Karadeniz’de son dönemde yapılan bilimsel araştırmalar, dereler ve nehirlere bırakılan atıkların sürüklenip, ulaştığı denizde önemli kirlilik kaynağı oluşturduğunu ortaya koydu. “Karadeniz için korkulan oldu.” yorumunu yapan uzmanlar, son 10 yılda mikroplastik kirliliğinin zirve yaptığına dikkat çekti.
Karadeniz’de son dönemde sürdürülen bilimsel araştırmalar, kirliliğin yanı sıra beslenme düzenini olumsuz etkilediği birçok balık türünü tehdit eden mikroplastik kirliliğinin ciddi boyutlara ulaştığını gösterdi.
Yürütülen çalışmalarda derelerin yanında, nehirler ve çevrelerine bırakılan evsel, plastik ve metal gibi atıkların, sürüklenip, ulaştığı Karadeniz’de önemli kirlilik kaynağı oluşturduğu ortaya kondu.
Bazı nehirlerin önemli kirlilik kaynağı oluşturduğunu tespit eden bilim insanları, Akdeniz ve Karadeniz’deki incelemelerini karşılaştırdı. Karşılaştırmalarda, Karadeniz’deki mikroplastik miktarının Akdeniz’e göre daha fazla ve olumsuz etkilerinin yüksek olduğu belirlendi.
Karadeniz ve Akdeniz’de bilimsel araştırmalarını sürdüren Karadeniz Teknik Üniversitesi (KTÜ) Deniz Bilimleri Fakültesi Öğretim Üyesi Doç.
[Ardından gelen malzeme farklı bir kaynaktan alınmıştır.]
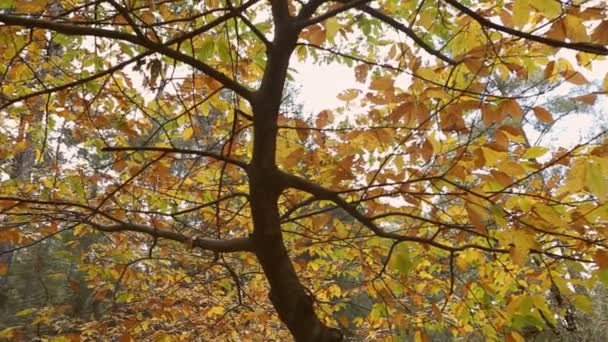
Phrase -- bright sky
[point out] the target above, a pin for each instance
(320, 84)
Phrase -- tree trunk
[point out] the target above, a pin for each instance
(287, 294)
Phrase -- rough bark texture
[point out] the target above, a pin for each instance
(289, 297)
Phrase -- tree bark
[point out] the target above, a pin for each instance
(287, 294)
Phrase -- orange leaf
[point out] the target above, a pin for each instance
(601, 258)
(382, 83)
(543, 115)
(574, 77)
(588, 99)
(361, 72)
(512, 108)
(324, 118)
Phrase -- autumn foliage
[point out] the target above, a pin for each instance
(156, 140)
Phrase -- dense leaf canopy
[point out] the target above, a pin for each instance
(162, 141)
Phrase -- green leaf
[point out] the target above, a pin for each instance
(596, 177)
(535, 152)
(583, 303)
(401, 259)
(521, 12)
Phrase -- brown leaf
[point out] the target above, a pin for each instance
(543, 115)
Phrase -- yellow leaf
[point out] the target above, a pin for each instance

Dr. Rafet Çağrı Öztürk, mikroplastik kirliliğinin Doğu Karadeniz’de beklenenden daha çok olduğunu söyledi. “Karadeniz'de ve Akdeniz'de deniz suyundaki mikroplastikleri karşılaştırdık. Karadeniz'de mikroplastik kirliliğinin çok daha fazla olduğunu bulduk. Bu bizi üzen bir durum oldu.” diyen Öztürk, şöyle devam etti: “Bunun çözümüne yönelik çalışmaların yapılması artık elzem boyutlara geldi. Karadeniz için korkulan oldu; mikroplastik miktarı her geçen gün de daha fazla artıyor. Son 10 yıla baktık. Yıllara göre mikroplastik parçacık sayısında ciddi bir artış oluyor.”
Nehirlerin mikroplastik kirliliğinde önemli etken olduğunu belirten Öztürk, “Mikroplastiklerin, Batı Karadeniz’e göre Doğu Karadeniz’de daha az olacağını tahmin ediyorduk. Tam aksine Doğu Karadeniz’de mikroplastik kirliliğinin çok ciddi boyutlarda olduğunu fark ettik, bu bizi şaşırttı.” dedi. “Nehirlerden gerçekten çok ciddi bir girdi mi var?” sorusuna yanıt aradıklarını anlatan Öztürk, “Baktık ki gerçekten nehirlerde mikroplastiğe rastlamadığımız örnek yok. En küçüğünden en büyüğüne kadar hepsinde var. Sakarya Nehri’nden Çoruh Nehri’ne kadar 20’den fazla nehirde çalışma yaptık. Üzücü boyutlara ulaşmış. Her yerde mikroplastik kirliliği var artık.” ifadelerini kullandı.